Getting chains for 1EG0 (1/458)
Getting chains for 4CXG (51/458)
Getting chains for 4V4I (101/458)
Getting chains for 4V6I (151/458)
Getting chains for 4V9K (201/458)
Getting chains for 5E81 (251/458)
Getting chains for 5LL6 (301/458)
Getting chains for 5V93 (351/458)
Getting chains for 6GXP (401/458)
Getting chains for 6QZP (451/458)


In [28]:
print(len(chain_list))

458


Notably, 507 != 458. So, let's see which structures have repeats.

In [26]:
print(len(id_seen_once))
print(list(id_seen_twice))
print(len(id_seen_twice))

458
['6BOK', '4WR6', '6HCM', '4CXG', '6OLF', '5J4D', '1ZC8', '4V6D', '1TRJ', '6OLI', '4V6F', '486D', '4V7T', '5MYJ', '6I7O', '6OM0', '2OM7', '3J0E', '4V7V', '3J0D', '4V88', '6B4V', '5W4K', '6BOH', '4V7S', '4CXH', '6OM7', '1MVR', '4V6C', '4V6E', '6HCF', '4WU1', '6OLE', '4WQ1', '2NOQ']
35


After a brief look at the FASTA files of those structures, it seems that they mostly have repeated 16S rRNA chains with identical sequences.

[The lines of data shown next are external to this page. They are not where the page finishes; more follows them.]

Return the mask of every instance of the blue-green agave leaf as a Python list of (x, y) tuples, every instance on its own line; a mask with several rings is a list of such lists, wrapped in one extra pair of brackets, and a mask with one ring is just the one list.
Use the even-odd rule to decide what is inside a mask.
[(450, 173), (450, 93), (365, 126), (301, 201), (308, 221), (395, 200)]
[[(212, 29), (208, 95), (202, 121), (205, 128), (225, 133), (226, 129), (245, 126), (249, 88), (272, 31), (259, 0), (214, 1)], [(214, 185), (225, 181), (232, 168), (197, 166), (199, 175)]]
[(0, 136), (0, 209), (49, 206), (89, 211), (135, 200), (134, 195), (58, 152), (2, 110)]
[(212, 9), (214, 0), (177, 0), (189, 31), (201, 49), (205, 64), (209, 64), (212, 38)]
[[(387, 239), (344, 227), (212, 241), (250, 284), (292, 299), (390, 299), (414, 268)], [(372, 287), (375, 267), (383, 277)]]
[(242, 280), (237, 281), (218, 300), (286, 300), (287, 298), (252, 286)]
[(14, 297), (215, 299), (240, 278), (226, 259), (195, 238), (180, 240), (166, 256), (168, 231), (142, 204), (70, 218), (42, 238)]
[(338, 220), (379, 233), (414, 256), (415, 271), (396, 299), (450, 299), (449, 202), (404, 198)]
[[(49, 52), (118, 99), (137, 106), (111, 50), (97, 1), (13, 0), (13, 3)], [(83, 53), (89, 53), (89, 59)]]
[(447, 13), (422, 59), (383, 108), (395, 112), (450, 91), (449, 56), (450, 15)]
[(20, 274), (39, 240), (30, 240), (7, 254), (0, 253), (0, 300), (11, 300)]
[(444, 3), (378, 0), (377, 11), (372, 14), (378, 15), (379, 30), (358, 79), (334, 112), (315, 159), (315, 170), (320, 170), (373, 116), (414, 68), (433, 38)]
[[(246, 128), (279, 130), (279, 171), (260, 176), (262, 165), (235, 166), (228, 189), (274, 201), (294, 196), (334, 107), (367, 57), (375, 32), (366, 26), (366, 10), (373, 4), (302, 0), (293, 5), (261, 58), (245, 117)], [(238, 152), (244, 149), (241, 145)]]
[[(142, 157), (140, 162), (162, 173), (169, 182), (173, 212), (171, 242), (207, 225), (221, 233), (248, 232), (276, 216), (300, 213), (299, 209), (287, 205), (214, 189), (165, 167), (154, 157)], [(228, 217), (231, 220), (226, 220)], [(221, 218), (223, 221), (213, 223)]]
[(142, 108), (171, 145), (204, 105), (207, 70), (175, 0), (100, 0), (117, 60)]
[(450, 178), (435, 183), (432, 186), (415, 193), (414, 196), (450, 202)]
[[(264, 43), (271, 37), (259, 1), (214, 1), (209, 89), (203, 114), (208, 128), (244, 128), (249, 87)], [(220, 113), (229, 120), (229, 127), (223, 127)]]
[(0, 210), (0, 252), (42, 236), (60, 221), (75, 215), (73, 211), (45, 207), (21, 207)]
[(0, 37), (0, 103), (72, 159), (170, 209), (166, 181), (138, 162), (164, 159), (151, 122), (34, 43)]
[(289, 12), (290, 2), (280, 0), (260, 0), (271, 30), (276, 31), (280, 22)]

We'll treat this more rigorously later.

## Afterword: My Analysis Technique

The layout of this notebook was inspired by [this paper](https://arxiv.org/abs/1901.08152) about formatting notebook formats to maximize reproduciblity of data science analyses, drawing from the principles of predictability, computatibility, and stability. 

IE if someone else did this analysis, if I did my job right, they should always get the same conclusions as they will always know which judgement calls I made over the course of my analysis.